Quitting Mental Health Services among Racial and Ethnic Groups of Americans with Depression
Research on racial/ethnic differences in quitting mental health services has yet to examine the multiple forms of services offered and reasons why racial/ethnic groups quit. Data from the Collaborative Psychiatric Epidemiology Surveys (CPES) examined whether race/ethnicity was related to quitting nine types of mental health services within a multivariate framework, and whether any racial/ethnic differences emerged among 16 assessed reasons for quitting mental health services (N = 437). Odds of quitting mental health services provided by social workers, non-medical health professionals, counselors, psychiatrists, and psychologists varied significantly by race/ethnicity. The most common reasons for quitting services included individuals wanting to handle the problem on their own, getting better, or not needing help anymore. The increased likelihood of quitting services represents an underexplored area for mental health service disparities and calls for improved efforts to retain racial and ethnic minorities in the mental health system.

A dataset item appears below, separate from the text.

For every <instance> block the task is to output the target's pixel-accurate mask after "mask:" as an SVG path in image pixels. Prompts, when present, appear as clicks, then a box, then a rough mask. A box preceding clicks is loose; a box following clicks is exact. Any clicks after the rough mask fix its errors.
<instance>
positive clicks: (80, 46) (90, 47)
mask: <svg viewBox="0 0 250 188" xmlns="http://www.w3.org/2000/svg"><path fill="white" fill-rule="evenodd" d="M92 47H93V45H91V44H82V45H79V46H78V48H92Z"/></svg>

Compliance with Ethical Standards
The research presented involves the use of secondary data, and was approved by the University Internal Review Board. Upon review of data documentation and survey methodology reported from the original Principal Investigators, we believe all procedures performed in studies involving human participants were in accordance with the ethical standards of the institutional and/or national research committee and with the 1964 Helsinki declaration and its later amendments or comparable ethical standards.
Conflict of Interest
The authors declare that they have no conflict of interest.